Another heuristic called the escalation of commitment explains that when we have invested in a decision, we are more likely to continue to invest in it. Even in spite of new evidence that the costs outweigh the benefits of continued investment. This may explain why once we have formed a theory about the world we are reluctant to overturn it, in spite of new evidence to the contrary. Merely knowing about these bias can help reduce their effects. For more information see books such as Thinking, Fast and Slow and Predictably Irrational.
Statistical Terms Explained
Absolute vs. Relative Risk
Your absolute risk is the overall risk you have from something happening, such as suffering a heart attack. Your relative risk is how much your risk will increase or decrease depending on if you take an action, such as taking regular exercise.
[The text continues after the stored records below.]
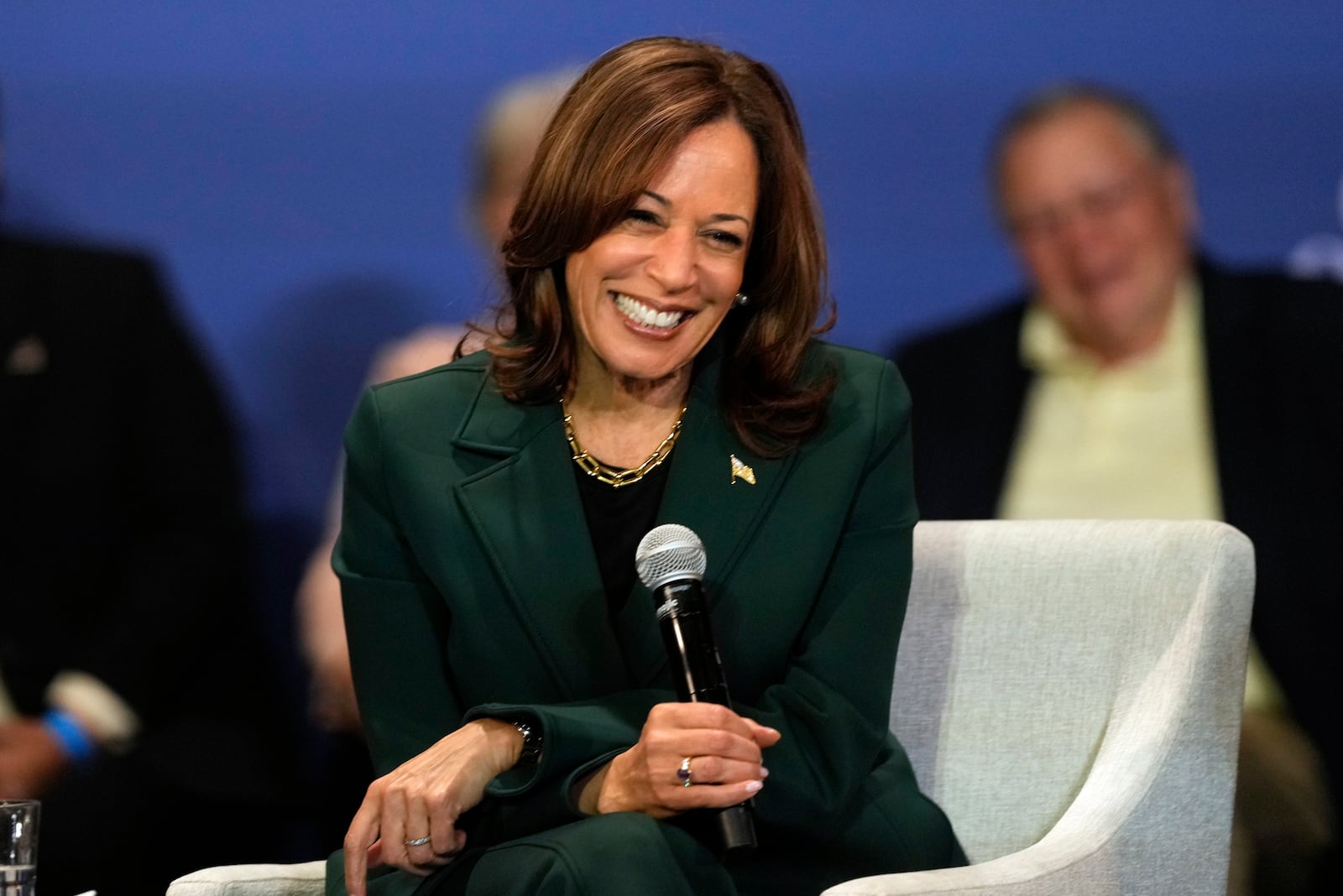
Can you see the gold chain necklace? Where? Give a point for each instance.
(610, 475)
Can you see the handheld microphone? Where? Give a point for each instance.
(671, 562)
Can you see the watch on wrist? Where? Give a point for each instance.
(530, 743)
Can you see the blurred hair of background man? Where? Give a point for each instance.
(1139, 378)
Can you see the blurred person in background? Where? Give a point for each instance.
(133, 688)
(1138, 378)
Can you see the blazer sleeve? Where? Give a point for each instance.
(398, 624)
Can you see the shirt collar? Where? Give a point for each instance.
(1047, 347)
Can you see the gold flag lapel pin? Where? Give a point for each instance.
(740, 471)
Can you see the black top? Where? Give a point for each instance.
(618, 519)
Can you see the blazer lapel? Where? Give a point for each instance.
(525, 511)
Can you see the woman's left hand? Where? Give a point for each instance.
(720, 748)
(422, 800)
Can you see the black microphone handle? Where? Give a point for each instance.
(698, 672)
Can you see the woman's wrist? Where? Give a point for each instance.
(504, 741)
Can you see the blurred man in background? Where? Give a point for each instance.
(132, 687)
(1137, 378)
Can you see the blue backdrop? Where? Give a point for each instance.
(299, 167)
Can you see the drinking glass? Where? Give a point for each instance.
(19, 847)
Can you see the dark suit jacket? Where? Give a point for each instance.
(472, 589)
(1275, 372)
(123, 555)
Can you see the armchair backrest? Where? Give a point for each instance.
(1056, 675)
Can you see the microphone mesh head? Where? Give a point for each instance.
(666, 553)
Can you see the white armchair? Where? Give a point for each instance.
(1071, 695)
(1069, 692)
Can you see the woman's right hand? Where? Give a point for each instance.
(724, 752)
(423, 799)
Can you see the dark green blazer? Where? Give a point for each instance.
(470, 588)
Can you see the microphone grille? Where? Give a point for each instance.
(669, 551)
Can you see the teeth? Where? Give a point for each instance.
(641, 313)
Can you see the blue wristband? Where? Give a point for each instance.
(74, 741)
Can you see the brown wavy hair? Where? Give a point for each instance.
(613, 134)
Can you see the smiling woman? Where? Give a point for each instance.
(514, 688)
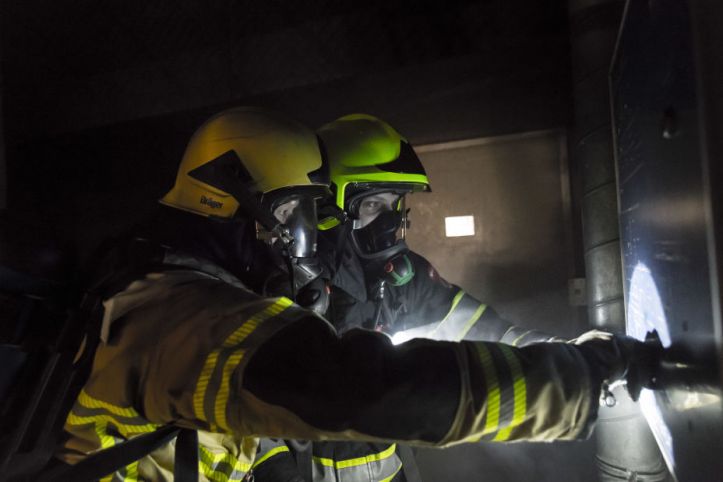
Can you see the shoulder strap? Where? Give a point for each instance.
(109, 460)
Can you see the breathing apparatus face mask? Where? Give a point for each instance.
(294, 241)
(378, 217)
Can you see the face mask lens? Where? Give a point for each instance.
(299, 217)
(371, 206)
(284, 211)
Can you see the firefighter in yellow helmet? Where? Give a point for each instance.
(187, 344)
(378, 282)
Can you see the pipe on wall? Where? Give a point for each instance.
(626, 449)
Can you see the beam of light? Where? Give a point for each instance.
(645, 313)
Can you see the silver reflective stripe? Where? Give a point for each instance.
(462, 316)
(379, 467)
(269, 448)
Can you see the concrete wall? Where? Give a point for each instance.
(518, 261)
(517, 189)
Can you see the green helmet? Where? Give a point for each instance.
(365, 153)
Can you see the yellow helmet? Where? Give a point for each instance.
(261, 151)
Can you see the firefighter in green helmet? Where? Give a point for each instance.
(186, 343)
(377, 280)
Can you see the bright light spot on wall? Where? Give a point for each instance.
(645, 313)
(459, 226)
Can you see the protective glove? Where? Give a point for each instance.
(615, 358)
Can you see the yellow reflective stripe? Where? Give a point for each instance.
(387, 479)
(202, 385)
(328, 223)
(132, 472)
(124, 429)
(455, 301)
(232, 362)
(89, 402)
(209, 365)
(492, 419)
(245, 330)
(343, 464)
(470, 323)
(520, 393)
(519, 338)
(208, 462)
(215, 475)
(224, 390)
(269, 454)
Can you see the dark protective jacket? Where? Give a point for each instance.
(426, 306)
(193, 348)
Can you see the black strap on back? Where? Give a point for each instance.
(185, 465)
(107, 461)
(302, 450)
(409, 463)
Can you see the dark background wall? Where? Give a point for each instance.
(99, 102)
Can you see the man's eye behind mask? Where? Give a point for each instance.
(380, 234)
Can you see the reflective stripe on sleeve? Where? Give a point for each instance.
(506, 391)
(520, 393)
(223, 467)
(211, 395)
(268, 448)
(382, 466)
(106, 419)
(463, 314)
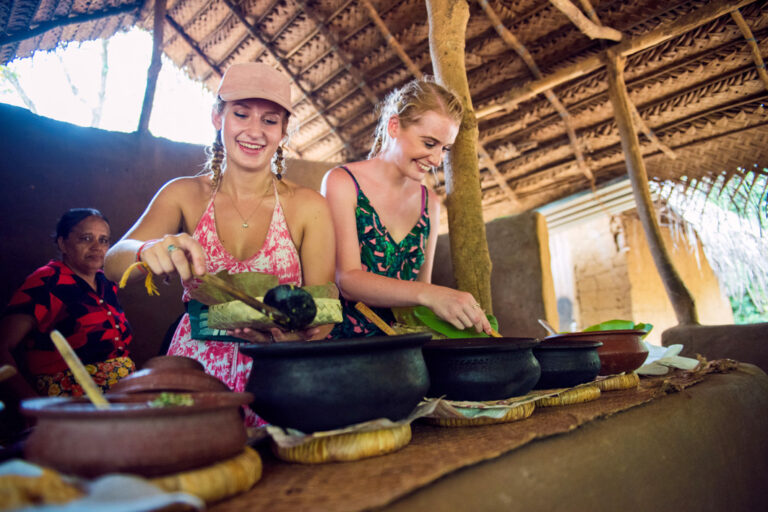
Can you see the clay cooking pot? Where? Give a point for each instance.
(478, 369)
(132, 437)
(564, 365)
(622, 350)
(324, 385)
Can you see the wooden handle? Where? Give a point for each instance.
(78, 370)
(376, 319)
(273, 313)
(6, 372)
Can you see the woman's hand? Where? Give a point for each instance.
(458, 308)
(171, 254)
(274, 335)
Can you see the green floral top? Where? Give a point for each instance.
(379, 253)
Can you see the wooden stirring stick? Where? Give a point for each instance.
(376, 319)
(242, 296)
(78, 370)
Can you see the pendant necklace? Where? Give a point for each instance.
(245, 220)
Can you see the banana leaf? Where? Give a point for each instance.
(425, 316)
(617, 325)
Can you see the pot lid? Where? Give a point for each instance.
(480, 344)
(335, 347)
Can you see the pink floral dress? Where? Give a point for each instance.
(278, 256)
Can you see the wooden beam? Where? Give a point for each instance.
(390, 39)
(587, 26)
(284, 64)
(629, 46)
(154, 66)
(416, 72)
(469, 246)
(752, 42)
(681, 299)
(513, 42)
(193, 44)
(45, 26)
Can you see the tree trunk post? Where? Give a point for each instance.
(154, 66)
(679, 296)
(469, 247)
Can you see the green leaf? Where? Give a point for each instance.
(618, 325)
(431, 320)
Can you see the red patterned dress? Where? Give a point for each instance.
(92, 321)
(278, 256)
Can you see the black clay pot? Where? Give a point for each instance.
(478, 369)
(324, 385)
(566, 364)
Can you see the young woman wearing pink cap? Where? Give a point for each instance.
(386, 221)
(239, 215)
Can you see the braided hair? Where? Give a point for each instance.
(409, 103)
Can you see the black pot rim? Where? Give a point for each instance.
(323, 347)
(480, 344)
(568, 345)
(587, 334)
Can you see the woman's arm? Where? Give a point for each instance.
(458, 308)
(161, 224)
(13, 329)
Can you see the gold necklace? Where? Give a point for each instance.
(245, 224)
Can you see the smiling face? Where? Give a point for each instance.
(251, 130)
(421, 146)
(85, 246)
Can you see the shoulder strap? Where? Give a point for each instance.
(357, 185)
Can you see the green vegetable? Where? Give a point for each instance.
(166, 399)
(426, 317)
(618, 325)
(297, 304)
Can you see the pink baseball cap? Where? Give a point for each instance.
(255, 80)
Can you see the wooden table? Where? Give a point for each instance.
(703, 448)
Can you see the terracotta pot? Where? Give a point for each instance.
(566, 364)
(324, 385)
(132, 437)
(478, 369)
(622, 350)
(180, 380)
(173, 362)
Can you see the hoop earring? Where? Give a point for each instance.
(279, 163)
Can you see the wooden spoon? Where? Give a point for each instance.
(92, 391)
(376, 319)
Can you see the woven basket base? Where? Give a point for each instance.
(517, 413)
(346, 447)
(616, 382)
(217, 481)
(571, 396)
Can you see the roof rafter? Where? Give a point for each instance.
(283, 63)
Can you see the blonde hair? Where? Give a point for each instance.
(215, 152)
(409, 103)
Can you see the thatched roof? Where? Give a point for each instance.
(699, 92)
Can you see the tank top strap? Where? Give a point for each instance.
(357, 185)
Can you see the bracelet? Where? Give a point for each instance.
(141, 247)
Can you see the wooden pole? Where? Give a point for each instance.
(154, 66)
(587, 26)
(679, 296)
(469, 247)
(752, 42)
(627, 47)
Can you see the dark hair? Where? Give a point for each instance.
(73, 217)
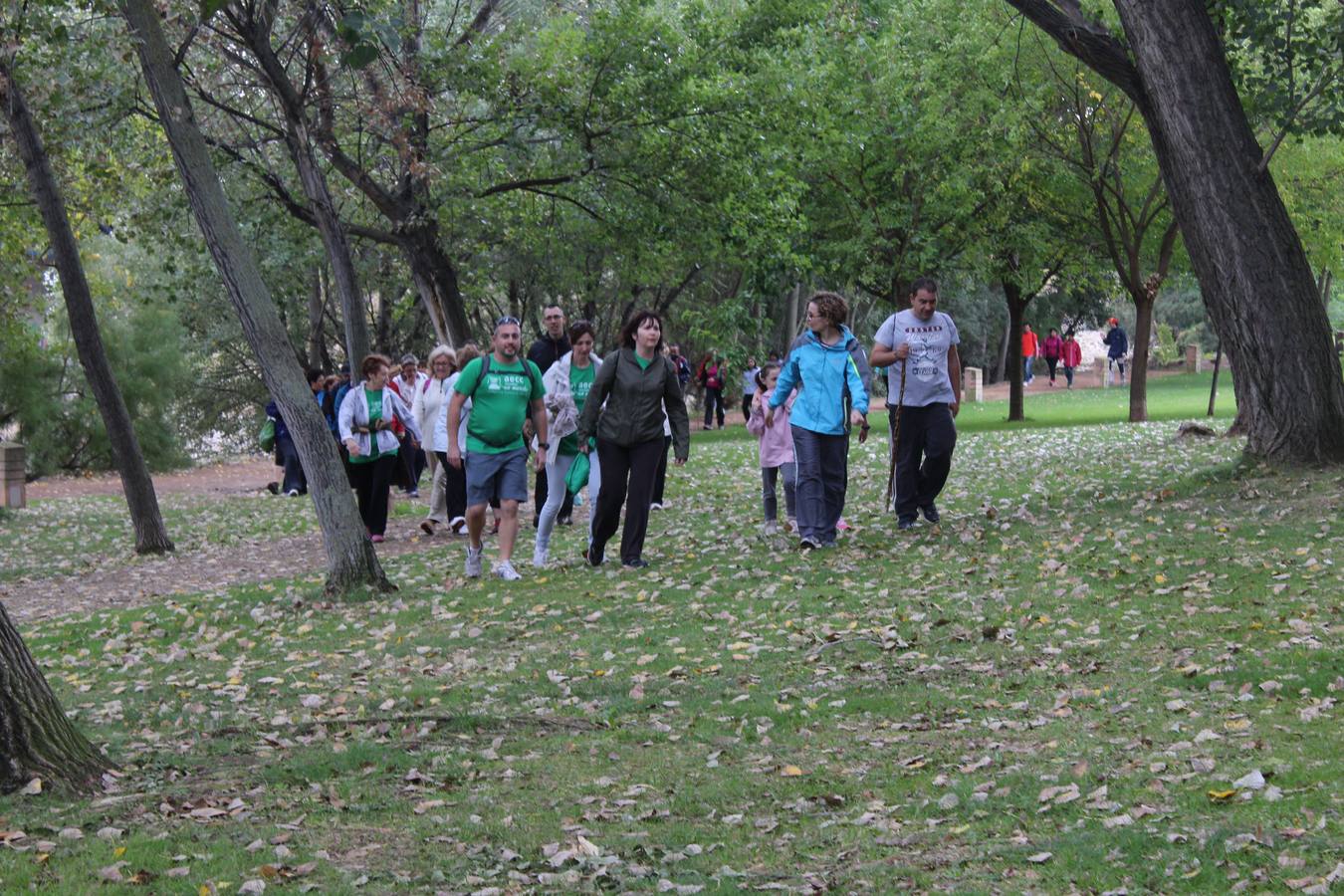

To put this into context, the absolute risk of a 60 year old man suffering a heart attack is 10%. If he takes regular exercise his relative risk decreases by 50%. So, his absolute risk is now 5%, a 50% reduction in his absolute risk. (Note: these figures are made up). This is important to know, as researchers will often report in relative risk, which makes their interventions seem more significant than they are.
Both absolute and relative risk are expressed as decimals. If taking regular exercise decreases your relative risk by 50%, it would be written as 0.5 . A relative risk of 1.0 would mean your risk is average, the risk of the control group in the experiment.
Researchers often use hazard ratios to report the effect of an intervention, like taking a medication, on preventing an outcome, like getting a disease. If the hazard ratio is 0.5 for an intervention group, it means half as many people in the intervention group have experienced that outcome, than in the control group.
For example, imagine a study measuring the effect of eating fruit and vegetables on cancer, the study runs for 1 year. The study finds that those who eat 5 portions of fruit and veg, compared to those who eat 1 portion have a hazard ratio of 0.9, of getting cancer. This means during the study, the group eating 5 portions had 10% more cases of cancer than those eating 1 portion.
The p value is included alongside the results. It is a number between 1 and 0 and indicates the likelihood of the null hypothesis being true. For example, imagine a study that seeks to measure the effect of a drug. The null hypothesis would be that the drug has no effect, and the hypothesis would be that it does have an effect.
If we had a p value of 0.06, this would indicate that there is a 6% chance that the null hypothesis is true. The P value is calculated based on the results. A 0.06 p value means that if the null hypothesis is true, 6% of studies would get a result at least as extreme as this study did. Therefore, a lower p value is better. In general, 0.05 or lower is strong evidence the results are sound.
Confidence intervals are also included with the results. It is presented as a range with a percentage, such as 95% CI = 22-40. It indicates how sure the researchers are that the true value of the population lies within this range. For example, 95% CI = 22-40 means that we are 95% sure the true value of the population lies within the range of 22-40. So, smaller ranges and higher percentages are better, as they indicate greater certainty in the results.
- Identity which type of study it is and consider how that affects its usefulness.
- Read the abstract to decide if you want to read the whole study.
- Understand the structure of journal articles to allow you to scan for the key information.
- Take into consideration the size and length of study among the other factors discussed, whilst interpreting the study.
- Check your own bias, and read with an open mind.
- Make sure you understand the common statistical terms used, so you can check how sound the results are.